Kendall Oats had a bright future as an athlete. His warm smile and compassionate heart made him a friend to many at his high school, Ravenwood. Devastatingly, a blow to the head with a hockey stick left him with a traumatic brain injury. The ensuing seizures would render him unable to drive for the foreseeable future.
The frustrated sixteen year old began feeling hopeless as his friends started driving. Certain that brain surgery could help, a frustrated young man lashed out at his father in despair.

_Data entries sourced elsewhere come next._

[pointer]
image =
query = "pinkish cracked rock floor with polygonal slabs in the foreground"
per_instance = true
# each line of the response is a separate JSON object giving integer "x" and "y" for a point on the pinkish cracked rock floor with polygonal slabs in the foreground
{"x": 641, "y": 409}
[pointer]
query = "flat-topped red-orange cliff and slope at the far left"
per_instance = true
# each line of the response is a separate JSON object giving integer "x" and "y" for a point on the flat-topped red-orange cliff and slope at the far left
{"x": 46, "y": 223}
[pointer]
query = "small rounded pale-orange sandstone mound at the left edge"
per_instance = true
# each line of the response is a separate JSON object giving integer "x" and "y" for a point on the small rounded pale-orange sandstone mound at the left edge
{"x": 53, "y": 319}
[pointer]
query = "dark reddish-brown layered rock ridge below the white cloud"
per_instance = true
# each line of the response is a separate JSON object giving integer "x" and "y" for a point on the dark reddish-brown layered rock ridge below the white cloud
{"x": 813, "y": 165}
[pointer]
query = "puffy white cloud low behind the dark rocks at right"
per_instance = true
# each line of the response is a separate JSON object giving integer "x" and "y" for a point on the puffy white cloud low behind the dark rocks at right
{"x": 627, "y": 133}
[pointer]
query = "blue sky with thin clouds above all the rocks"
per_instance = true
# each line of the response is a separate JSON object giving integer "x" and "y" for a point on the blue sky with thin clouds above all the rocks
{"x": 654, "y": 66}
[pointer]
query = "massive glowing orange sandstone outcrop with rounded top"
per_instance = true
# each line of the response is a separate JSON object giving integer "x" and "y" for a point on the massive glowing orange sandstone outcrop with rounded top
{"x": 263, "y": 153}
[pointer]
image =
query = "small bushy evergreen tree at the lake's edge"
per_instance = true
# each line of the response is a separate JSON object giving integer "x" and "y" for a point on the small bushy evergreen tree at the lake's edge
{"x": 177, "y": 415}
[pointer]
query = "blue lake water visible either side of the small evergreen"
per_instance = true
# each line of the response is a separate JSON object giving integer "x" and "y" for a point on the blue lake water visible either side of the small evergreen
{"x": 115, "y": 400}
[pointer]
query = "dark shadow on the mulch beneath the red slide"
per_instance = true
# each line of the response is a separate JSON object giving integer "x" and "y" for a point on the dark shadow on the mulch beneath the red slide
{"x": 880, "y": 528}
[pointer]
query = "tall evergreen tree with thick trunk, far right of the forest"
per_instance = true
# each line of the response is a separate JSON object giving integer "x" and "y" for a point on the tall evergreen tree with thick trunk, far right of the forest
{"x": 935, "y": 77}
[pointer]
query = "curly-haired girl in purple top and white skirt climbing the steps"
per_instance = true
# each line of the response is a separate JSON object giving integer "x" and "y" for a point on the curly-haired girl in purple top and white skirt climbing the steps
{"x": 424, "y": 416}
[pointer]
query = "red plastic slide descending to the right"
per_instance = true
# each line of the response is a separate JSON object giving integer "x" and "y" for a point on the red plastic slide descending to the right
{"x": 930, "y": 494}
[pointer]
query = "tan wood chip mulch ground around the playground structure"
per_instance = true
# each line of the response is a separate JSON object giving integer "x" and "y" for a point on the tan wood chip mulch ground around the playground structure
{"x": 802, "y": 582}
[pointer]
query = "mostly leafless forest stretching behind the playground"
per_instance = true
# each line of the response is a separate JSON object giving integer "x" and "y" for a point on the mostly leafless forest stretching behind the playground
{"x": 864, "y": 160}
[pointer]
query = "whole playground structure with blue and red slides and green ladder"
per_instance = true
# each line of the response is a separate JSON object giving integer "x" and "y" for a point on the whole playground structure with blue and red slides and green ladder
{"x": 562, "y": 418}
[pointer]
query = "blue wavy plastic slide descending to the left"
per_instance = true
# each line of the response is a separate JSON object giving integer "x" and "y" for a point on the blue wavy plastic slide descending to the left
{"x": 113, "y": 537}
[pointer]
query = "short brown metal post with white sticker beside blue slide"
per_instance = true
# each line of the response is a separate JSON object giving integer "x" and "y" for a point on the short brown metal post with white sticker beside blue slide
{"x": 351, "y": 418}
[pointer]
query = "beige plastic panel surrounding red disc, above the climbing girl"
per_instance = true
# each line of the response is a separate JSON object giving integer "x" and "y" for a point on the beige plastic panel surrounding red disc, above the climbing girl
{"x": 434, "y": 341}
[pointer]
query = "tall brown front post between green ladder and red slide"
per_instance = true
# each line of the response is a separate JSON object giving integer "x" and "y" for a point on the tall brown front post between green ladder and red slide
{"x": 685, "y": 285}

Believing that Kendall needed extra support, his father sought the help of family court, presided over by Judge Sharon Guffee. The juvenile court judge of Williamson County had many options, one of which was to contact Kendall’s mother, Diane Oates.
Although there had been a recent parental separation, Diane was extremely involved in her son’s life and kept his best interest in every decision. Rather than contacting this well-educated, upstanding citizen of Williamson County, Judge Guffee made a horrendous decision. Well aware that DCS did not have any facilities that would meet the medical needs of this boy, Judge Guffee chose to place Kendall in the care and control of the department of children’s services.
A terrified Kendall arrived at Woodland Hills shortly before his eighteenth birthday. The facility, which was full of violent offenders, was cause for a rapid decline in Kendall’s mental health. This, in turn, exacerbated his seizure condition to the point of debilitation. Untrained to handle this extremely severe neurological condition, the staff at Woodland Hills placed Kendall’s life saving monitor out of his reach.
Diane would fight for her son's release for nearly a year in the juvenile courts. While Judge Guffee claims that she was powerless over DCS, she had legal control of this child and could have ordered his release on any given day. But she did not. And, as a result, Kendall Oates had a final seizure that would take his life. Unable to reach his life saving device and unattended by staff, he died in the worst way imaginable.
"'I’ve been thinking that if that was Kendall’s day to die, why did it have to be there?' she said. 'Kendall should have been with me.'"
- Diane Oates
- excerpts from The Tennessean
“Judge Guffee had control over the legal custody of this child the entire time”
- Connie Reguli
“As a former nurse, Judge Guffee should have known that putting a young man with a traumatic brain injury into a facility such as Woodland Hills would likely kill him.”